Week 2: Seattle at Chicago, Sept. 17, 5:15 p.m. Pacific
SPONSORED – The enjoyability of this historical setting depends largely on the time of year.
Seattle played a playoff game at Soldier Field back in January 2011 in which the ground was quite literally frozen.
But there isn’t a better site in the country for a September game, especially one in prime time.
Chicago is absolutely fantastic, built around the rivers on the shores of a great lake, and there’s no shortage of opportunities. Two recommendations are the Navy Pier, where you get a lakeshore glimpse of just how big that body of water is, and the Architecture Cruise winds around the river to give you a unique look at the city’s most remarkable buildings.
The best thing about, Chicago, though? The food. Whether it’s the deep-dish pizza or the Italian beef sandwich or even the high-end dining options, the city is an eater’s dream. It’s also a chance to get more adventurous. Even if you don’t mean to.
At least that was the case for one of my fellow journalists when we went to a restaurant run by a friend of mine. Now, I don’t want to mention any names because Eric Williams is kind of a big deal now, covering the Chargers for the world’s biggest four-letter Web site. But back then, he was working at the Tacoma News Tribune while I was at The Seattle Times, and we gathered a group for dinner at the restaurant owned by Graham Elliot. He’s a big deal in food TV circles, a gastronomist as much as a chef who’s known for wearing glasses with white, chunky frames.
Merlin Verrier, who’s one of my oldest, closest friends, was the executive chef at that restaurant, and he treated us to a dinner at the same table where Jay-Z would later be served.
The meal was incredible. It was also adventurous with one of the appetizers being foie gras lollipops. Now that’s goose-liver pate, pate cut into circles, perched on a stick as if it were a sucker and then rolled in Pop Rocks. Odd? Absolutely. Delicious? You bet. What Eric was expecting? Not at all. He thought it was cheese, and when informed it was fattened goose liver, well, it changed how he felt about what he’d just eaten.
When a later dish included foie gras foam, we had to inform the server that he wasn’t all that interested in the liver. She scooped off the foam and placed it on my plate. It was delicious.
Elliot closed that bistro a few years back, but he does have a new restaurant in Chicago, Gideon Sweet, which opened late last year.

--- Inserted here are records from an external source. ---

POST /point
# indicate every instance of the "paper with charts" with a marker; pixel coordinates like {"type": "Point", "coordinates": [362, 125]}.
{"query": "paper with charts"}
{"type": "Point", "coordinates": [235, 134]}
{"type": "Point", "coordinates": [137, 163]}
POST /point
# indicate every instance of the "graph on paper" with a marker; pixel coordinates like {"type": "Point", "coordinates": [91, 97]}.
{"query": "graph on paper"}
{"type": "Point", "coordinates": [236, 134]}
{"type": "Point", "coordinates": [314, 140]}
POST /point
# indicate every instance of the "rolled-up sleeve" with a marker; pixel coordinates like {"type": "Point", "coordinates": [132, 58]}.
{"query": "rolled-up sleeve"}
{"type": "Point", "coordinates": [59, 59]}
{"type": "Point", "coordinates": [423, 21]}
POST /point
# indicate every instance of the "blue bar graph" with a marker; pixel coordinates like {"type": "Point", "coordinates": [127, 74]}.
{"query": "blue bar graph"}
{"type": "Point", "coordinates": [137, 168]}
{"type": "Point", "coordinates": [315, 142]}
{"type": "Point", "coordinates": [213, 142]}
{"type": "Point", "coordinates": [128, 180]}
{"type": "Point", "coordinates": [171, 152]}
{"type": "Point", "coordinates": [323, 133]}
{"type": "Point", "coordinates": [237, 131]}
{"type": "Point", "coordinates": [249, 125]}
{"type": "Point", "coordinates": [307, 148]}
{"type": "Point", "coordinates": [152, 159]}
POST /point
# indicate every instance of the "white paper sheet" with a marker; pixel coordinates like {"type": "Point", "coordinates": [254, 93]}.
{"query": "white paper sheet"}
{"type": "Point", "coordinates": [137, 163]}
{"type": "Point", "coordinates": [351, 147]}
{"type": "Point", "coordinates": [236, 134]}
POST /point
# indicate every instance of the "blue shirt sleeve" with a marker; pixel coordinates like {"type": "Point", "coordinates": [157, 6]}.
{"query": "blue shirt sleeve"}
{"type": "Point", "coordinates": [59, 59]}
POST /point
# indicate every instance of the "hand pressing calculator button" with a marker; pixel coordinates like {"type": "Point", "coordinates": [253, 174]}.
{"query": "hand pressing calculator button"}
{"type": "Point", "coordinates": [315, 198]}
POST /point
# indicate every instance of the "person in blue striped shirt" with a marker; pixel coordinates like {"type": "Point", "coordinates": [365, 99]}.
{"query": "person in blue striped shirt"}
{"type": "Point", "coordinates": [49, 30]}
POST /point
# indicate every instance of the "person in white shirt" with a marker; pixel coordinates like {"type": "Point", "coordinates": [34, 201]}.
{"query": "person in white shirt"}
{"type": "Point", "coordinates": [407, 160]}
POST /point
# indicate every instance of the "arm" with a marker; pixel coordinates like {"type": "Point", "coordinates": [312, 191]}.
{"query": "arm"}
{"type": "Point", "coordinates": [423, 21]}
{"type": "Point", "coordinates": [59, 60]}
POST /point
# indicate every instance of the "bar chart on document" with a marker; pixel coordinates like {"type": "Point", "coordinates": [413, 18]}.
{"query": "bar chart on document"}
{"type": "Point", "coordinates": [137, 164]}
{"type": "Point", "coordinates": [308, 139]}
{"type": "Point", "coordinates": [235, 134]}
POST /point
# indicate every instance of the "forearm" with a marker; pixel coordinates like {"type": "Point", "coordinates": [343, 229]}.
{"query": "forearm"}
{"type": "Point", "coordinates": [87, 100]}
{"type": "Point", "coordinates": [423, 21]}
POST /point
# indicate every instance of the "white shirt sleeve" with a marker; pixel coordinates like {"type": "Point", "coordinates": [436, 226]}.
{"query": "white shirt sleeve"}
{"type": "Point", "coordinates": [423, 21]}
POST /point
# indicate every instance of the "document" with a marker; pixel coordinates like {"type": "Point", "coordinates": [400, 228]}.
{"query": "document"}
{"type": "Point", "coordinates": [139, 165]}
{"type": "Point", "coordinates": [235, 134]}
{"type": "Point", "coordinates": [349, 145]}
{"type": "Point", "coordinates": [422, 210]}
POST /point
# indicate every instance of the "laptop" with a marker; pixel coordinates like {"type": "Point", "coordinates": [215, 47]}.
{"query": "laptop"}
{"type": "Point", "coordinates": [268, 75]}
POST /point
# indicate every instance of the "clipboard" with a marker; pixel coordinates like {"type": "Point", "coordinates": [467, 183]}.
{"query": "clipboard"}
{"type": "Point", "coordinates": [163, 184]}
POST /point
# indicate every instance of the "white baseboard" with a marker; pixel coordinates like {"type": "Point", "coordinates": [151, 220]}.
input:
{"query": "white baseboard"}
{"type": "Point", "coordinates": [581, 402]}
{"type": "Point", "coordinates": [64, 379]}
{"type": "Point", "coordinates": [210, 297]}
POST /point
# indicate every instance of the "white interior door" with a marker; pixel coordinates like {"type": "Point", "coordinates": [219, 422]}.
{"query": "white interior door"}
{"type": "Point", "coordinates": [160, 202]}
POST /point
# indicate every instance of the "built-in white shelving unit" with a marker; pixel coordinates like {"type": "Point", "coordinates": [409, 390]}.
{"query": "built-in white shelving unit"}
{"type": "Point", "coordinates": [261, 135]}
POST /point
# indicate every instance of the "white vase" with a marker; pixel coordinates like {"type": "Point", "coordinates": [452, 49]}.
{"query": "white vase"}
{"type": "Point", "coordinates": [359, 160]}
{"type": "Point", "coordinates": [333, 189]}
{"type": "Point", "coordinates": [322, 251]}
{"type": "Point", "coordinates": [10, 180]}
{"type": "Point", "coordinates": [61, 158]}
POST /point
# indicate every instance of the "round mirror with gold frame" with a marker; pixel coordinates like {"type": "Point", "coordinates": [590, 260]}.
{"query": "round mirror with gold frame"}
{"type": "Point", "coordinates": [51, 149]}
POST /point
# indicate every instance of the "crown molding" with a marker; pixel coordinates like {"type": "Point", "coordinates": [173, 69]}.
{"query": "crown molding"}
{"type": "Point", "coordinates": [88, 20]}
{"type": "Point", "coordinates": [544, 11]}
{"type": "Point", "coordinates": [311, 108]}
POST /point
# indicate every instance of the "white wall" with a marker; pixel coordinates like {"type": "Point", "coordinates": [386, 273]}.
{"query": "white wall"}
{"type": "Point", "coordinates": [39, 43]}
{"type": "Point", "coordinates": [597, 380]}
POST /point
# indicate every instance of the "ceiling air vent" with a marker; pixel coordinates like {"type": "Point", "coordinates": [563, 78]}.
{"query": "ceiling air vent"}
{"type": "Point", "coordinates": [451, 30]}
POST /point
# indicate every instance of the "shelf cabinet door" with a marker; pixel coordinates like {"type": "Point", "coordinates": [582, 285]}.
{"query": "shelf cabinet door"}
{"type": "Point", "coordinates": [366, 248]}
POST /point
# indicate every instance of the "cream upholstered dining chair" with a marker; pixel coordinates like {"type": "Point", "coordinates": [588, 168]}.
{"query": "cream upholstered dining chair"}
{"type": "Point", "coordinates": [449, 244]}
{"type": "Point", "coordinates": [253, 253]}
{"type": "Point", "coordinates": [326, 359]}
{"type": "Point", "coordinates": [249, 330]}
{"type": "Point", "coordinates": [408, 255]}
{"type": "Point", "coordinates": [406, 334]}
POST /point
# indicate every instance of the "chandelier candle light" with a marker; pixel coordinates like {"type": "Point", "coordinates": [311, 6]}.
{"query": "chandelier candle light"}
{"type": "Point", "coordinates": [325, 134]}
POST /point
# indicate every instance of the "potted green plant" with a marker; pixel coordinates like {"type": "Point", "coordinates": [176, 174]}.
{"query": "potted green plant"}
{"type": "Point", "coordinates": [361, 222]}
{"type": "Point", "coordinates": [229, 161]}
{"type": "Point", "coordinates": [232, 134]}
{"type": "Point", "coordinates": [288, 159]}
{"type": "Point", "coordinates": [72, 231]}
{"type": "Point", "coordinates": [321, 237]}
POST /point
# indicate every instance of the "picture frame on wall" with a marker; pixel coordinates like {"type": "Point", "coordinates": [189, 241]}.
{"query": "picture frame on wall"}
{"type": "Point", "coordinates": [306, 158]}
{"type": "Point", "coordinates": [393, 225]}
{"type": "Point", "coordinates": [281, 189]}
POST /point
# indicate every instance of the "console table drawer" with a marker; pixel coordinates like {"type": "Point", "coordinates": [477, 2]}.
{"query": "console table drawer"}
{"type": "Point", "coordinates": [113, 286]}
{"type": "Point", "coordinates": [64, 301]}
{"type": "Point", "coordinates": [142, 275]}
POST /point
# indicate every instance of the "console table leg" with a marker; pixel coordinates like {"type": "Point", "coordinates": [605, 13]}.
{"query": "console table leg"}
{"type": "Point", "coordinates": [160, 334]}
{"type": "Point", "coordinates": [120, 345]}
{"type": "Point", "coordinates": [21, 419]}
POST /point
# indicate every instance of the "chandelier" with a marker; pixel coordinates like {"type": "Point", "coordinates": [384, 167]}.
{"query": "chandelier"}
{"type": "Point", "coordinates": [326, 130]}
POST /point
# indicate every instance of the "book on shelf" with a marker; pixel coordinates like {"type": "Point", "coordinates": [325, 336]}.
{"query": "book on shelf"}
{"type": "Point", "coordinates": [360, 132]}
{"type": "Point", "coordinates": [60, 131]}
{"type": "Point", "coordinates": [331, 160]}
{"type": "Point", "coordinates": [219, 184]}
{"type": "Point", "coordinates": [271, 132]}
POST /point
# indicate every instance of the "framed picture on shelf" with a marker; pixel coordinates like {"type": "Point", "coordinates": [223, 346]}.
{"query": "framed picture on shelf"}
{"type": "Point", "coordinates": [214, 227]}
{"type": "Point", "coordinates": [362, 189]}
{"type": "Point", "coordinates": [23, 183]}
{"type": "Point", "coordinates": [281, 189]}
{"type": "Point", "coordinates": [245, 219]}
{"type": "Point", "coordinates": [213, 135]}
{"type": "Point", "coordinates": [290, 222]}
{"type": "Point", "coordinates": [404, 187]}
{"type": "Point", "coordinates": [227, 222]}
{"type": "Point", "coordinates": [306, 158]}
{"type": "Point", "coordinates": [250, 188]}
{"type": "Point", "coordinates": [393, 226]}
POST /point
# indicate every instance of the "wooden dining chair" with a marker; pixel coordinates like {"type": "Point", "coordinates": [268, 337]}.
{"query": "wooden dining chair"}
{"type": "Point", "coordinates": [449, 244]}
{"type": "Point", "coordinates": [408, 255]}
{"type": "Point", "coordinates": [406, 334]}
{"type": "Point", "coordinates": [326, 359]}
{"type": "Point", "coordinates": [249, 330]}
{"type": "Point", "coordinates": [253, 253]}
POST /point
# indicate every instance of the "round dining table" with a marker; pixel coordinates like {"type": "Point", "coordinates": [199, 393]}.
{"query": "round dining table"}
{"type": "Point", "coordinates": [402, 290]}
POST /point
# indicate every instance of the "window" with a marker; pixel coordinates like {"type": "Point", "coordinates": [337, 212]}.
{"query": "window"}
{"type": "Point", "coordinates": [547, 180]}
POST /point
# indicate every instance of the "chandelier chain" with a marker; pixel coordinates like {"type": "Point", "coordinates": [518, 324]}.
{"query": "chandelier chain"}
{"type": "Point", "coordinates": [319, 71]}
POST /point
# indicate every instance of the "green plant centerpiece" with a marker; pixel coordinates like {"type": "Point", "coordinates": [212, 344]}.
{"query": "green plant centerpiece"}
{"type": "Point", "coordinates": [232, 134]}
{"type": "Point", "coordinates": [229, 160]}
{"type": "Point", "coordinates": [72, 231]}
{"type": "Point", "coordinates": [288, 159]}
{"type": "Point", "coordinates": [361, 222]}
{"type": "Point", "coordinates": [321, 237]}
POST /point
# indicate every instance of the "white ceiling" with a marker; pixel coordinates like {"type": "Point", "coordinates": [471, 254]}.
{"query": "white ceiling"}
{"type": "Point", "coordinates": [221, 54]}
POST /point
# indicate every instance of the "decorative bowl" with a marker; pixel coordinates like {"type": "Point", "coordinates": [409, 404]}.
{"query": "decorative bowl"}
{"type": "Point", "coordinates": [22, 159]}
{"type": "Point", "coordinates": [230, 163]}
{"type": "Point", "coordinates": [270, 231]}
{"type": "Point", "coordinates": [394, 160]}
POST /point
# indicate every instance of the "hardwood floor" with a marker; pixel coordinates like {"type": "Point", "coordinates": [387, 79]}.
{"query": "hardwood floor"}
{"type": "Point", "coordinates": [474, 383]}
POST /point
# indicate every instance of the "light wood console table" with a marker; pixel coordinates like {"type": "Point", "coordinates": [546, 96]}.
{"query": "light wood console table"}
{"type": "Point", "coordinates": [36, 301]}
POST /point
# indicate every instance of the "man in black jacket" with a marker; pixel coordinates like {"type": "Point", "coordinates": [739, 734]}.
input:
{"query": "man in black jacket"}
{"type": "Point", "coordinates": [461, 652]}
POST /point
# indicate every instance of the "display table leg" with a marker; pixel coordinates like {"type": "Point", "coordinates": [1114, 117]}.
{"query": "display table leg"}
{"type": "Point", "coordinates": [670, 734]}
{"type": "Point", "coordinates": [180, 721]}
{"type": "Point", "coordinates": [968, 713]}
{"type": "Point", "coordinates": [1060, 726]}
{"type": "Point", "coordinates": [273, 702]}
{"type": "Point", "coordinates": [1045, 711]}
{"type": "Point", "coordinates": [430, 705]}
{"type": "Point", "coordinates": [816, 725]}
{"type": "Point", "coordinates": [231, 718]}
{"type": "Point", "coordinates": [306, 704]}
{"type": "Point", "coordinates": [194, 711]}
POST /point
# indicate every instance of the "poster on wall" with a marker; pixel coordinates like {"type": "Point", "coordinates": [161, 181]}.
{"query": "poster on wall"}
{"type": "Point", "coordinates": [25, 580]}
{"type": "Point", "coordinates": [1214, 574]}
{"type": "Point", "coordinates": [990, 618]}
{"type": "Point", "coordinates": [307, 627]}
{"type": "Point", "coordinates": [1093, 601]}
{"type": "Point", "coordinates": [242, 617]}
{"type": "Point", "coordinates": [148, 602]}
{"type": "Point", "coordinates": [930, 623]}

Arrival: O’Hare Airport is the second-busiest in the world, but actually fairly convenient to get to. It’s located 14 miles to the Northwest of Chicago, and you can use the Blue Line to get there 24 hours a day. Of course, if you want to rent a car, you can do that, too.
Stadium: What opened as Grant Park Municipal Stadium back in 1924 became Soldier Field a year later. It was constructed in three different phases, and is simply one of the most famous sporting venues in the country. There were said to be 123,000 in attendance when USC played Notre Dame in 1927. In 2003, a 20-month renovation of Soldier Field was completed, in which it appeared a new spaceship-like stadium was placed down – gently – on top of the old historical stadium. It is – quite simply – unlike any other stadium you’ll see in America.
Last time here: Dec. 2, 2012. A regular-season game that started Seattle’s five-game winning streak to make the playoffs. It’s also a game where Russell Wilson was so good he won it twice, leading Seattle on a touchdown drive to take the lead in the final minute of the fourth quarter, and then – after Chicago inexplicably tied the score – leading Seattle to a game-winning touchdown in overtime.